People without insurance also can order the generic, with a prescription, through websites such as HealthWarehouse.com.
Patients could save even more by taking other generic drugs in the same class that have been on sale for several years: pravastatin (Pravachol) and simvastatin (Zocor). But they’re not as potent as Lipitor, the key reason its sales have held up.
Typically, brand-name drugs get one or two generic competitors initially, priced about 25 percent lower. Six months later, other generic companies are allowed to jump in and the price drops up to 80 percent.
About 90 percent of the branded drug’s sales ultimately vanish, as insured patients seeking a lower copayment switch over and most pharmacies automatically substitute a generic for a brand name.
Sanford Bernstein analyst Dr. Tim Anderson estimates that for a 90-day supply of Lipitor, even after paying rebates to insurers and patients, Pfizer can make a profit of roughly $100, compared with about $225 before generic competition. That’s partly because administrative and advertising costs will decline, and it barely costs a dime to make a pill.
Anderson expects Pfizer’s strategy to boost its earnings per share about 2 percent next year.
Meanwhile, Watson Pharmaceuticals Inc. looks to be the biggest loser in this.
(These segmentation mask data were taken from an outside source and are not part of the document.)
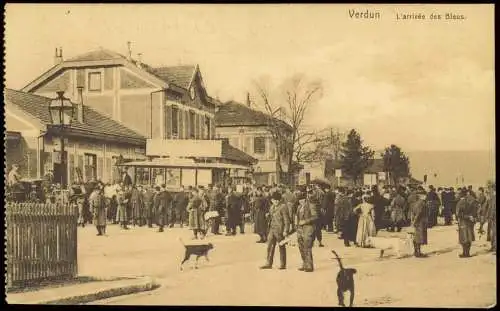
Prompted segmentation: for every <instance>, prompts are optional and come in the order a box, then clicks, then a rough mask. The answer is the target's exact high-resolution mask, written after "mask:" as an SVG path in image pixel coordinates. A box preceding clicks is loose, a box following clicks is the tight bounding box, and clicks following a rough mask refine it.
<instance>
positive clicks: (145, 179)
mask: <svg viewBox="0 0 500 311" xmlns="http://www.w3.org/2000/svg"><path fill="white" fill-rule="evenodd" d="M56 55H59V56H57V57H56V59H55V65H54V67H53V68H51V69H50V70H49V71H47V72H46V73H44V74H42V75H41V76H40V77H38V78H37V79H35V80H34V81H33V82H31V83H30V84H28V85H27V86H26V87H25V88H24V89H23V90H24V91H26V92H31V93H35V94H39V95H44V94H47V93H52V92H54V90H59V89H64V90H66V93H67V94H68V96H69V97H70V98H76V97H77V94H78V89H79V88H83V92H82V98H83V102H84V103H85V104H86V105H88V106H90V107H92V108H94V109H95V110H96V111H99V112H101V113H102V114H105V115H107V116H108V117H110V118H112V119H113V120H115V121H117V122H120V123H122V124H126V125H127V126H128V127H130V128H131V129H133V130H134V131H136V132H138V133H139V134H141V135H143V136H144V137H146V138H147V139H146V156H147V157H148V160H153V159H158V158H160V159H168V160H165V161H163V162H164V165H165V166H164V167H157V166H158V163H159V162H155V163H154V165H153V163H135V164H136V165H135V166H133V167H132V166H127V167H129V169H130V170H133V171H134V175H135V176H136V177H137V178H139V179H141V183H142V182H144V181H148V182H152V181H157V180H158V181H163V182H164V183H166V184H170V183H171V184H176V185H179V184H181V183H179V182H176V181H175V180H181V178H180V174H182V173H181V172H180V171H179V170H177V169H178V168H180V167H182V166H183V165H185V164H186V161H191V162H193V167H196V166H199V164H196V163H199V162H203V163H205V164H207V163H212V164H213V165H212V166H213V167H208V169H210V174H211V176H212V177H213V178H212V179H213V180H218V178H217V176H214V175H217V174H218V173H219V172H220V170H217V169H218V168H219V167H220V166H221V163H224V165H223V166H224V172H225V171H227V170H228V171H229V175H235V176H240V175H242V174H243V175H244V174H245V173H244V172H240V171H242V170H243V171H245V170H247V169H249V168H250V167H251V163H253V161H254V159H253V158H252V157H250V156H248V155H246V154H245V155H242V154H238V155H236V157H235V154H236V152H235V150H231V146H230V145H229V144H226V143H223V142H222V141H220V140H216V139H215V121H214V118H215V107H216V103H217V101H216V100H215V99H213V98H212V97H210V96H209V95H208V94H207V91H206V89H205V86H204V83H203V78H202V75H201V72H200V69H199V67H198V65H188V66H174V67H152V66H149V65H147V64H145V63H143V62H141V61H138V60H134V59H132V58H131V57H125V56H123V55H121V54H118V53H116V52H113V51H109V50H105V49H100V50H97V51H91V52H89V53H86V54H83V55H80V56H77V57H74V58H71V59H69V60H63V59H62V56H61V53H58V52H57V51H56ZM235 159H236V162H238V164H235V163H234V162H235ZM136 162H137V161H136ZM139 162H141V161H139ZM142 162H144V161H142ZM163 162H162V163H163ZM242 163H244V165H243V167H242V165H241V164H242ZM162 165H163V164H162ZM231 165H233V166H231ZM205 166H206V165H205ZM209 166H210V165H209ZM169 168H170V169H171V170H168V169H169ZM174 168H175V170H173V169H174ZM187 170H188V169H187V168H185V172H184V174H183V176H184V178H185V179H186V181H185V182H184V183H182V184H185V185H195V184H196V183H194V184H193V183H192V180H191V179H193V180H194V177H193V178H191V177H188V176H196V174H195V172H188V171H187ZM173 171H175V173H172V172H173ZM192 173H193V174H192ZM204 174H205V173H204ZM157 176H160V177H158V178H157ZM188 178H191V179H189V180H188ZM170 179H172V180H171V181H170ZM205 180H206V179H205ZM181 181H182V180H181Z"/></svg>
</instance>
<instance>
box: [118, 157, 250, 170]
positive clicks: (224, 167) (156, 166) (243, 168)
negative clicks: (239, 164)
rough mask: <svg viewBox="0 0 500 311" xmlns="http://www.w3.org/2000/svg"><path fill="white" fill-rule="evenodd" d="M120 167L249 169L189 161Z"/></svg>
mask: <svg viewBox="0 0 500 311" xmlns="http://www.w3.org/2000/svg"><path fill="white" fill-rule="evenodd" d="M119 166H128V167H130V166H133V167H175V168H183V167H184V168H221V169H243V170H246V169H249V167H247V166H243V165H238V164H230V163H197V162H194V161H192V160H188V159H176V160H172V159H161V160H153V161H132V162H126V163H121V164H119Z"/></svg>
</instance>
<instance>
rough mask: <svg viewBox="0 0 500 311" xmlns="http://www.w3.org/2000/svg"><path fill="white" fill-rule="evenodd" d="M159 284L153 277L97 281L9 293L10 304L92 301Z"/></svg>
mask: <svg viewBox="0 0 500 311" xmlns="http://www.w3.org/2000/svg"><path fill="white" fill-rule="evenodd" d="M157 287H159V285H158V284H157V283H156V282H155V281H154V280H153V279H151V278H134V279H122V280H115V281H95V282H89V283H82V284H75V285H68V286H61V287H55V288H46V289H42V290H37V291H32V292H24V293H11V294H9V293H7V303H9V304H83V303H88V302H91V301H95V300H99V299H105V298H110V297H117V296H121V295H128V294H133V293H139V292H144V291H149V290H153V289H155V288H157Z"/></svg>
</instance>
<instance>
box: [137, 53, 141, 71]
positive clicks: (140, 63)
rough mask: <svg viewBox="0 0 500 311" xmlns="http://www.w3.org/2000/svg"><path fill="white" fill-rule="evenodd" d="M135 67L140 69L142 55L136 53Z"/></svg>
mask: <svg viewBox="0 0 500 311" xmlns="http://www.w3.org/2000/svg"><path fill="white" fill-rule="evenodd" d="M137 67H139V68H142V53H137Z"/></svg>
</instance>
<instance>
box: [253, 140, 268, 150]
mask: <svg viewBox="0 0 500 311" xmlns="http://www.w3.org/2000/svg"><path fill="white" fill-rule="evenodd" d="M253 152H254V153H258V154H264V153H266V138H265V137H255V138H254V139H253Z"/></svg>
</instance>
It has a deal to distribute an “authorized generic” version manufactured by Pfizer but sold under Watson’s brand, with Pfizer keeping an estimated 70 percent of the price.
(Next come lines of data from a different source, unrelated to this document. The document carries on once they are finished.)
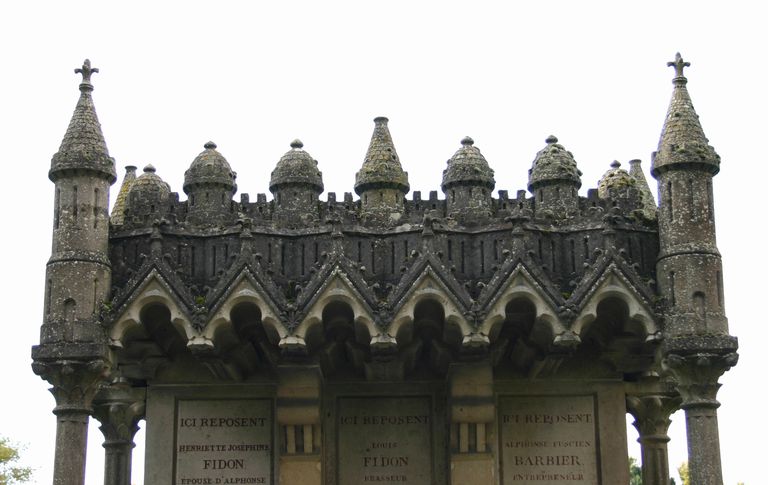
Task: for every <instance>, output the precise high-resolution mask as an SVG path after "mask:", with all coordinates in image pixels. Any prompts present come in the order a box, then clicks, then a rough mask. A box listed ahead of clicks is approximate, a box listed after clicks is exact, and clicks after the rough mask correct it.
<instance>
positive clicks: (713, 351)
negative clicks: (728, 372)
mask: <svg viewBox="0 0 768 485" xmlns="http://www.w3.org/2000/svg"><path fill="white" fill-rule="evenodd" d="M737 349H738V342H737V340H736V338H735V337H731V336H730V335H701V336H699V335H691V336H687V335H686V336H679V337H673V338H671V339H668V340H667V341H665V342H664V345H663V348H662V352H663V355H664V357H663V360H662V366H663V367H664V369H665V370H666V371H668V372H669V374H670V375H671V376H672V377H673V378H674V379H675V381H676V382H677V386H676V387H677V390H678V392H679V393H680V395H681V396H682V405H681V407H682V408H683V409H689V408H694V407H705V408H717V407H719V406H720V403H719V402H717V399H716V397H717V391H718V389H719V388H720V384H719V383H718V382H717V381H718V379H719V378H720V376H721V375H723V373H725V372H726V371H727V370H728V369H730V368H731V367H733V366H735V365H736V363H737V362H738V360H739V354H738V353H736V350H737Z"/></svg>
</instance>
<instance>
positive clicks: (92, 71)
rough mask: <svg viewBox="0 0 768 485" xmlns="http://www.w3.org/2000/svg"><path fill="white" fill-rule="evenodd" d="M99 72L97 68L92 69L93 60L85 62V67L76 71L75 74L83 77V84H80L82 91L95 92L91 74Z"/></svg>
mask: <svg viewBox="0 0 768 485" xmlns="http://www.w3.org/2000/svg"><path fill="white" fill-rule="evenodd" d="M96 72H99V69H98V68H97V67H93V68H92V67H91V60H90V59H86V60H85V61H83V67H78V68H77V69H75V74H82V75H83V82H82V83H80V91H93V84H91V74H93V73H96Z"/></svg>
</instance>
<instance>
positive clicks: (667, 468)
mask: <svg viewBox="0 0 768 485" xmlns="http://www.w3.org/2000/svg"><path fill="white" fill-rule="evenodd" d="M678 409H680V397H679V396H675V395H664V394H648V395H628V396H627V410H628V411H629V412H630V414H632V416H633V417H634V418H635V421H634V423H632V424H634V426H635V428H636V429H637V432H638V433H639V435H640V437H639V438H638V440H637V441H638V442H639V443H640V450H641V453H642V456H641V460H642V465H643V484H645V485H668V483H669V456H668V452H667V443H668V442H669V436H668V435H667V430H668V429H669V424H670V423H671V421H670V419H669V417H670V415H672V413H674V412H675V411H677V410H678Z"/></svg>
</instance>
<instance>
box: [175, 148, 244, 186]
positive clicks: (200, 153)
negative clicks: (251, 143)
mask: <svg viewBox="0 0 768 485" xmlns="http://www.w3.org/2000/svg"><path fill="white" fill-rule="evenodd" d="M204 148H205V150H203V151H202V152H200V154H199V155H198V156H197V157H195V159H194V160H193V161H192V165H190V166H189V168H188V169H187V171H186V172H184V193H186V194H189V191H190V189H192V188H193V187H195V186H197V185H219V186H223V187H225V188H227V189H229V190H231V191H232V193H234V192H235V190H237V185H236V184H235V177H236V174H235V172H233V171H232V167H230V166H229V162H227V159H226V158H224V156H223V155H222V154H221V153H219V152H218V151H216V144H215V143H214V142H212V141H209V142H208V143H206V144H205V145H204Z"/></svg>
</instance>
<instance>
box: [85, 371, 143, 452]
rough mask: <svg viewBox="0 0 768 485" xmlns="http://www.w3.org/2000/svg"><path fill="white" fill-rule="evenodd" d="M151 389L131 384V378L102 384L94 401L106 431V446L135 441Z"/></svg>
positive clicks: (111, 445) (97, 418) (95, 396)
mask: <svg viewBox="0 0 768 485" xmlns="http://www.w3.org/2000/svg"><path fill="white" fill-rule="evenodd" d="M146 396H147V392H146V389H145V388H134V387H131V386H130V384H129V383H128V382H127V381H124V380H122V379H118V380H115V381H114V382H112V384H110V385H109V386H104V387H102V388H101V389H100V390H99V392H98V394H97V395H96V396H95V398H94V400H93V416H94V417H95V418H96V419H97V420H99V422H100V423H101V426H100V427H99V429H100V430H101V432H102V433H103V434H104V447H105V448H107V447H109V446H113V445H115V446H117V445H123V444H133V437H134V436H135V435H136V432H137V431H138V430H139V426H138V423H139V421H140V420H141V419H142V418H143V417H144V411H145V405H146Z"/></svg>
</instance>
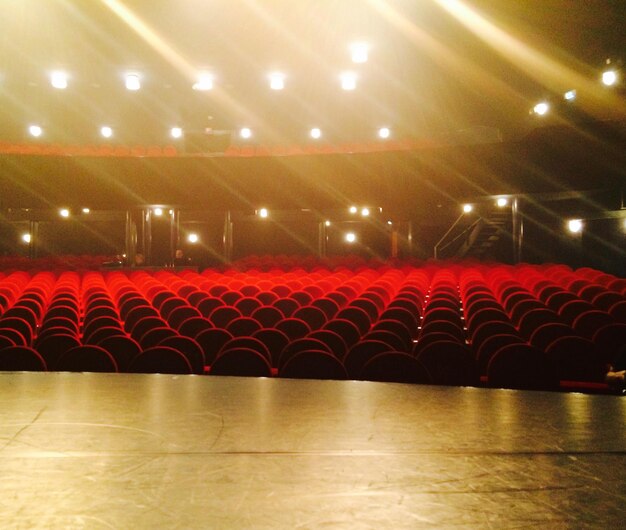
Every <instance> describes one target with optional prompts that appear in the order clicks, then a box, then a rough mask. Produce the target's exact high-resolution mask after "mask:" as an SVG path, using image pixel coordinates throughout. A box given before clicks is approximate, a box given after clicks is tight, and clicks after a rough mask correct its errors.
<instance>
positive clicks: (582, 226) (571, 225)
mask: <svg viewBox="0 0 626 530" xmlns="http://www.w3.org/2000/svg"><path fill="white" fill-rule="evenodd" d="M567 229H568V230H569V231H570V232H571V233H572V234H578V233H580V232H582V229H583V222H582V219H570V220H569V221H568V222H567Z"/></svg>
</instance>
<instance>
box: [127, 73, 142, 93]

Watson CEO Paul Bisaro said he had thought Pfizer would retain about 25 percent of Lipitor users for the next six months, but now “it looks like it will be 40 to 45 percent.”
Bisaro said that could reduce his company’s anticipated profit next year.
“This is sort of the new generation of brand protection,” he added.
India’s Ranbaxy Laboratories is the only company besides Watson with the right to sell generic Lipitor in the U.S. for the next six months. But Ranbaxy has had repeated manufacturing quality problems, and it’s unclear whether it will have the Food and Drug Administration’s approval to ship its version come Nov. 30.
Ranbaxy said it would not reveal what will happen until then. The FDA, as is its custom, declined to comment. But Pfizer executives say they expect Ranbaxy to have a generic on the market.
An independent pharmacists group called Pharmacists United for Truth and Transparency has raised alarms that the rebate deals will stick plan sponsors — employers, unions and taxpayers — with higher costs than for generics.
But spokespeople for a few prescription benefit managers that have received Pfizer’s offer say it would cost insurance plans and patients the same as, or slightly less than, for generic Lipitor.
“Next year we’re going to save clients and members over $1 billion just on this drug,” said Tim Wentworth, head of employer and key client accounts for Medco Health Solutions Inc., one of the biggest pharmacy benefits managers.